Language and Linguistics Seminar Series: Week 21 with Dr Ella Jeffries, University of Essex

Children’s developing awareness of regional accents

  • Thu 21 Feb 19

    12:00 - 13:00

  • Colchester Campus


  • Event speaker

    Dr Ella Jeffries, University of Essex

  • Event type

    Lectures, talks and seminars
    Language and Linguistics Seminar Series

  • Event organiser

    Language and Linguistics, Department of

  • Contact details

    Victoria Mead

Following last term, we are continuing our series of events called 'Brown Bag Lunch Talks', where our very own lecturers bring their research to an audience!

This week we have Dr Ella Jeffries, taking the stage to discuss what she has been researching recently!

Bring your own lunch along, 12-1pm, 1N1.4.1: do not miss out!



Children’s developing awareness of regional accents

Adults can categorise speakers via variable properties of speech, e.g. inferring regional accent from a speaker’s segmental pronunciations. How and when such abilities emerge is poorly understood. Studies of infant word learning demonstrate that children learn to ignore superfluous accent variation in order to understand familiar words in an unfamiliar accent as they reach the age of around 18 months. The pertinent question for the current research is based on when and how children then interpret this variation as something socially meaningful in itself.

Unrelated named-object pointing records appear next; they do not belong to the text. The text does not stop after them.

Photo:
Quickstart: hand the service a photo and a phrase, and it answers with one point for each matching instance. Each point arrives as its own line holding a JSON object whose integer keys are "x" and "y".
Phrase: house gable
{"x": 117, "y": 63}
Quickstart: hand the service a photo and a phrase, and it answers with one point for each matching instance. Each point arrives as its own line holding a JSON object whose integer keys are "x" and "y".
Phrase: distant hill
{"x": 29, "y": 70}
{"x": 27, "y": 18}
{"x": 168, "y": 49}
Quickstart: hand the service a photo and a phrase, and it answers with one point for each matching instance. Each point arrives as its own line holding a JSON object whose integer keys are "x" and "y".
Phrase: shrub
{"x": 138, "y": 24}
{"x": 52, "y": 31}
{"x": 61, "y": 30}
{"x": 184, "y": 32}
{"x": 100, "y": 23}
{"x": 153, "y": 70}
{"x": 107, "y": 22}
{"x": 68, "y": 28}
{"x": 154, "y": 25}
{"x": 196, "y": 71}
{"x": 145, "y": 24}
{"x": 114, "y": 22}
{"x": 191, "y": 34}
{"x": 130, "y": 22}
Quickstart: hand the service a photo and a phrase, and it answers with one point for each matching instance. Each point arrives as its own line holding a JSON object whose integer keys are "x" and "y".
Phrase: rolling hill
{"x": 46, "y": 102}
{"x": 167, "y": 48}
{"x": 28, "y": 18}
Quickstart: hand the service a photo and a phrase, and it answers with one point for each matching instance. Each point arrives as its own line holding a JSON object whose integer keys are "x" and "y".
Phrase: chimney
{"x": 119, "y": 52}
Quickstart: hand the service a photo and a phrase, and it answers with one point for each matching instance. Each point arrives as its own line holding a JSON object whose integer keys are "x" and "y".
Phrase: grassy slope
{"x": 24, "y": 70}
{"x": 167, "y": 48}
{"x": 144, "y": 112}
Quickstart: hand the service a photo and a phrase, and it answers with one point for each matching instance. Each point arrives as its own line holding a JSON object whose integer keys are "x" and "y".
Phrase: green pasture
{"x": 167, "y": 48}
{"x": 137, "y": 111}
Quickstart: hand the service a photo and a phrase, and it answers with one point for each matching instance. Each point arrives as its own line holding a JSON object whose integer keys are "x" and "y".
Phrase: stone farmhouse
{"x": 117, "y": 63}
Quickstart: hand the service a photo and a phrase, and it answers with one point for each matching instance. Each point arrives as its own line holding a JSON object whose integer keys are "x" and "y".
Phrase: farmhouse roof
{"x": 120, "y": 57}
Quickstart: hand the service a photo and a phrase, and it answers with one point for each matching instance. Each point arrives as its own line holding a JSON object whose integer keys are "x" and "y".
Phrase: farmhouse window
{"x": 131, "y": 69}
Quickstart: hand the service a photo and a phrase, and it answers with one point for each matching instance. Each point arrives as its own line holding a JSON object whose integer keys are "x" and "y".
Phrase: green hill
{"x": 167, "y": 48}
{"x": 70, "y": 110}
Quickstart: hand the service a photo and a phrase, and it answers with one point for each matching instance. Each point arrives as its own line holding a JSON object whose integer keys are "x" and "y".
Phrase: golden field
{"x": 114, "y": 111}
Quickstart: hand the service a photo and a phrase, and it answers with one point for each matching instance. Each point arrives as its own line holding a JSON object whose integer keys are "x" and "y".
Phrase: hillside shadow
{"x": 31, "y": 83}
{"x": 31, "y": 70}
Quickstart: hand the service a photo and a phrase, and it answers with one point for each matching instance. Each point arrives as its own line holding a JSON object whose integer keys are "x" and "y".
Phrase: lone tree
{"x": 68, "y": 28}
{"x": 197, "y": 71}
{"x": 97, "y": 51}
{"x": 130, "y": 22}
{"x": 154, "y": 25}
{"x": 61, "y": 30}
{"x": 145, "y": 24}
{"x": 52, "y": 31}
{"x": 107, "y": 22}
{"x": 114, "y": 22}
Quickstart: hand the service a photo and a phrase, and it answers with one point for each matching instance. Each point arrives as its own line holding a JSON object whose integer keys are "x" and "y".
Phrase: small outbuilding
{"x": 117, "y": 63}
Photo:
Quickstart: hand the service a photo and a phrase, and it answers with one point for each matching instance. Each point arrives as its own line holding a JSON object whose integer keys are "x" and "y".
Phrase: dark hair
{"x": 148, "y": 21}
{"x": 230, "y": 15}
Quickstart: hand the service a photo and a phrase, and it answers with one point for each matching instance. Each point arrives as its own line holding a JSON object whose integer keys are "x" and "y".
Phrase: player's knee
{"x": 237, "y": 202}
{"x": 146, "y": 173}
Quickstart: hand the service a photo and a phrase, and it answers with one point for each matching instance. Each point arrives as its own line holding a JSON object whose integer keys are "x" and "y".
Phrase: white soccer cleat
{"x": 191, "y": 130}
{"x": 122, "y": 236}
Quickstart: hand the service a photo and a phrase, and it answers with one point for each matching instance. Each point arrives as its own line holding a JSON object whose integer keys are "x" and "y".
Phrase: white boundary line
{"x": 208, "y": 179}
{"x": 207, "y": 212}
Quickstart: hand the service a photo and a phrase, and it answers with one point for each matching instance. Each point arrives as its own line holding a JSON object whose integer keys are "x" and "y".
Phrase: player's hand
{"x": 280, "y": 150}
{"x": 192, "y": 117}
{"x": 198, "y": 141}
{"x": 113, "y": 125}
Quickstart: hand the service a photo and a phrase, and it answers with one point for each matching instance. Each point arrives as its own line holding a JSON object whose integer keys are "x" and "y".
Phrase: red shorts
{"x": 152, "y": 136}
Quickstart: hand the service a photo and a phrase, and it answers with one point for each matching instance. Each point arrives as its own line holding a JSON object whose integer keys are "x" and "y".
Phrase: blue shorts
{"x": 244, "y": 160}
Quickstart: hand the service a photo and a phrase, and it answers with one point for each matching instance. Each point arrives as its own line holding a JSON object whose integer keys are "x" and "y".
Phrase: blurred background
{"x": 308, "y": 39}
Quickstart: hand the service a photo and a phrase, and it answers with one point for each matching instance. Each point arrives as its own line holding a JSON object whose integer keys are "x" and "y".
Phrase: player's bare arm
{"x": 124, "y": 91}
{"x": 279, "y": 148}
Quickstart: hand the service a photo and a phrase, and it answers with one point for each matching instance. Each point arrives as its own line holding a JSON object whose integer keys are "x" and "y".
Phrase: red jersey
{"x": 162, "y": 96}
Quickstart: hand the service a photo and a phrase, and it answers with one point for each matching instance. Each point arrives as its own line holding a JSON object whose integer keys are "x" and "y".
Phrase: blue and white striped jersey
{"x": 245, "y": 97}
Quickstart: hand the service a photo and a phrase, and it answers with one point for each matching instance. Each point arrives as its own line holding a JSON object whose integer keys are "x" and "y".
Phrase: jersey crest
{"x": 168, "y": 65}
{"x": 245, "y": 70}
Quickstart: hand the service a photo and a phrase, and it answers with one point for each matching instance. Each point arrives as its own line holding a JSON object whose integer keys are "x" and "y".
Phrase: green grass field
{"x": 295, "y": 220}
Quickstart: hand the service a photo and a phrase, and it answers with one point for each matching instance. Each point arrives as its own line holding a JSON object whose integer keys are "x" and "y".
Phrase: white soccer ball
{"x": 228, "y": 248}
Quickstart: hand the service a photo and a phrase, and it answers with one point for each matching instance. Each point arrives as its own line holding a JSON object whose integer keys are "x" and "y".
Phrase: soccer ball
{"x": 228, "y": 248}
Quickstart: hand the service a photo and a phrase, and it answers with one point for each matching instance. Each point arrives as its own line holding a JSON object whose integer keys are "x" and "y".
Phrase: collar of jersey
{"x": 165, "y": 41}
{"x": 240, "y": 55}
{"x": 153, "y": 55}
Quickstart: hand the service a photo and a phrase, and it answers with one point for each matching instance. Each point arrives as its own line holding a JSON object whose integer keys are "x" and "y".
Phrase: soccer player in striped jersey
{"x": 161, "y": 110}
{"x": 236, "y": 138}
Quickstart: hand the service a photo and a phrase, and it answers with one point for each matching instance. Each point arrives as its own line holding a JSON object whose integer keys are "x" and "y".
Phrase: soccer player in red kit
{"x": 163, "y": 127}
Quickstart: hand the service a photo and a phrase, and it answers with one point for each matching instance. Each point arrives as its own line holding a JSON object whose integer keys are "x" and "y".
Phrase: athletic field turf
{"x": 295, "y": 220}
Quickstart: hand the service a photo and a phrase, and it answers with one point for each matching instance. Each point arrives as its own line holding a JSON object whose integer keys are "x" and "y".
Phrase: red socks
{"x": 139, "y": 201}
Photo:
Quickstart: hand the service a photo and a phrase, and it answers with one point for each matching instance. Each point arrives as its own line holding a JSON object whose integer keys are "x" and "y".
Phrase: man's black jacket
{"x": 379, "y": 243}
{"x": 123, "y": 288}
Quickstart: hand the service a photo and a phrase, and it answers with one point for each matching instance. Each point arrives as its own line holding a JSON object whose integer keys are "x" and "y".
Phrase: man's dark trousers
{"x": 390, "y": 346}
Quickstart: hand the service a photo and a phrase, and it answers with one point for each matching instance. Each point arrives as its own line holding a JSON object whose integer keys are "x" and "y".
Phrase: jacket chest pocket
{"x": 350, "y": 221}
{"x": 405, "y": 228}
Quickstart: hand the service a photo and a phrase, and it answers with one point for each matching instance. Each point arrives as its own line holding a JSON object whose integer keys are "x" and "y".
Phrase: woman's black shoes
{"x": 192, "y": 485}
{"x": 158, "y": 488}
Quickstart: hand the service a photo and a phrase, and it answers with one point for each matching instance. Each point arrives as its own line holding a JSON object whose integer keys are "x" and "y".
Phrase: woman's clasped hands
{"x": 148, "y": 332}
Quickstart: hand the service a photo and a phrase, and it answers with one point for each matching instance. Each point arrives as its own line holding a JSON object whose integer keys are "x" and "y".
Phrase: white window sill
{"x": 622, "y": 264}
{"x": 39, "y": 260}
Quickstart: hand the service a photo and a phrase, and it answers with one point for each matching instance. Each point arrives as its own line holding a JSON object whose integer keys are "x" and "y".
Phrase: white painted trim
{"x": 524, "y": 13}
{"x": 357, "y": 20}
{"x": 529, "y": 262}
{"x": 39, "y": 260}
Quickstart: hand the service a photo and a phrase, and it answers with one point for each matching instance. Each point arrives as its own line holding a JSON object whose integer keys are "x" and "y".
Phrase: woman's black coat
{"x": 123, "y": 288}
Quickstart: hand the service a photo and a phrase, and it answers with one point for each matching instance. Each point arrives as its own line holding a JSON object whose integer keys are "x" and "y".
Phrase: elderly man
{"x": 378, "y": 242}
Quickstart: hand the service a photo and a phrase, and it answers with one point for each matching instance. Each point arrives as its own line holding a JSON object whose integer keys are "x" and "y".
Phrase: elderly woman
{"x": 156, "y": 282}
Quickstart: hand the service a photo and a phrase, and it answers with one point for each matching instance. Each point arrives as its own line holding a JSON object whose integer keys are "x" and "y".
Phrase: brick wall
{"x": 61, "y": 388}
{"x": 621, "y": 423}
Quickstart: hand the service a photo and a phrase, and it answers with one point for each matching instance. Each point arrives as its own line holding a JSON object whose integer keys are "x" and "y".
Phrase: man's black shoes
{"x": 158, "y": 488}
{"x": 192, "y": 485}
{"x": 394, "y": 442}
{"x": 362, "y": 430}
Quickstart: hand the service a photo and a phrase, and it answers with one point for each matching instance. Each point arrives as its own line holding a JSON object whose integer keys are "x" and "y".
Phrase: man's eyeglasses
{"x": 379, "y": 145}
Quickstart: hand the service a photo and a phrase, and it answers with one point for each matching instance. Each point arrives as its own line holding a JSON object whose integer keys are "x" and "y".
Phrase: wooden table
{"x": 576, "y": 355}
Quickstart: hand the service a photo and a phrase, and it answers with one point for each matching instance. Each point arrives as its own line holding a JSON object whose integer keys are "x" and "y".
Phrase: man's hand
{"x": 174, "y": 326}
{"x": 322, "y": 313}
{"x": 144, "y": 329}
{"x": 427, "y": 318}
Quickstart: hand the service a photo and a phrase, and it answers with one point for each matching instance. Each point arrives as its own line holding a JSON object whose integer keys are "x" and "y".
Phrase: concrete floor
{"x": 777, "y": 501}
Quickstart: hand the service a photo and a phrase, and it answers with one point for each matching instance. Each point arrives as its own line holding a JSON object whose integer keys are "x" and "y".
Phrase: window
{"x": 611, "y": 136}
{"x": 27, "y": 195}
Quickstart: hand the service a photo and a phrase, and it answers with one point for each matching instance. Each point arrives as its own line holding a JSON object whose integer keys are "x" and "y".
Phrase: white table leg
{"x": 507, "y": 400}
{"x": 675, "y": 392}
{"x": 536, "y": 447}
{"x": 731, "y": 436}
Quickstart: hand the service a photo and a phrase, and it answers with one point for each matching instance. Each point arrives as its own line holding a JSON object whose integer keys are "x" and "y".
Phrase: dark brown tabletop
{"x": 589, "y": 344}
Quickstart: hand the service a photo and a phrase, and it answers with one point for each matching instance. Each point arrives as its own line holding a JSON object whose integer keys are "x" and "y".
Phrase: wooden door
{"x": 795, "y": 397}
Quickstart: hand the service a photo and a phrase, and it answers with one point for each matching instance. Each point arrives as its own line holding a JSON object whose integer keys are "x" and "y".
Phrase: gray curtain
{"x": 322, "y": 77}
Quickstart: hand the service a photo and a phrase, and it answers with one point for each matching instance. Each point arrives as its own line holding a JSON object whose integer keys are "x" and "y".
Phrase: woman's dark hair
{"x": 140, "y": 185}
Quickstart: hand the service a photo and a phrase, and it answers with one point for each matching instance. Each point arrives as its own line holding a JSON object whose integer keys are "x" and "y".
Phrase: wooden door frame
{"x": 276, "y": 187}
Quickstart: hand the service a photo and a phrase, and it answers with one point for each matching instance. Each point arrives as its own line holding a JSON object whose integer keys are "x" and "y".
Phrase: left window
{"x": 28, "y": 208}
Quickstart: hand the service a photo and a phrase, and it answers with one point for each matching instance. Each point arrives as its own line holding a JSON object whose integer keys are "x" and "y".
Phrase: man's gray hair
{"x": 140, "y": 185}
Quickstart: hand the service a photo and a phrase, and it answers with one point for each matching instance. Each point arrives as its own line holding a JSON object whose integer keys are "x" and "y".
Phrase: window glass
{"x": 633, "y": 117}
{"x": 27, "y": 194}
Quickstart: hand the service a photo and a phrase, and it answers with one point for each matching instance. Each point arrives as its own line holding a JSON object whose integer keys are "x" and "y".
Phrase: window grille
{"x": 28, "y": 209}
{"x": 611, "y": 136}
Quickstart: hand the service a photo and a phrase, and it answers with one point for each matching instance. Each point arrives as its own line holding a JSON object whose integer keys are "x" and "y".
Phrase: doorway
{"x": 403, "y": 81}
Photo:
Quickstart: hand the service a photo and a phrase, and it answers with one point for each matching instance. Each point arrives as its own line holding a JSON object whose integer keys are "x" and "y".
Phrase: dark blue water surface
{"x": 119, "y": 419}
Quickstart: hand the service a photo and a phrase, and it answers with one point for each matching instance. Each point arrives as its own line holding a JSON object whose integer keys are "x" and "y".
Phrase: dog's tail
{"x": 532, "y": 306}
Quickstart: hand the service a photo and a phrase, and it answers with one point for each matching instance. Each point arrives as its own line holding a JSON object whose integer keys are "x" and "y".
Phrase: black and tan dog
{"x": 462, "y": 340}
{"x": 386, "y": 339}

The present study takes a step towards understanding the process by which pre-school and primary school children learn to group speakers by the segmental variables that separate regional accents. Children from York participated in an accent grouping game. They were presented with a set of visual stimuli consisting of two cartoon character mothers and five ‘lost children’. Each character spoke a short sentence containing one vowel variable that distinguishes between different regional accents. The children’s task was to identify which children belonged to which mother, according to how they spoke. 

The results found that overall, the children scored above chance in the experiments. There were varying levels of performance in the task, dependent on the children’s age, their exposure to regional variation, as well as the similarity and familiarity of the accents and accent features themselves. Importantly, an age improvement was found between the 3 and 4-year-olds, a critical age for language learning and the development of sociolinguistic skills in general. The other main finding was that children with exposure to non-local varieties performed better overall.

These results are interpreted through a usage-based model of language acquisition in which experienced exemplars are stored on encounter and then later accessed in speech processing. The results from this study support previous findings that hearing multiple speakers helps create more robust phonological categories in language acquisition.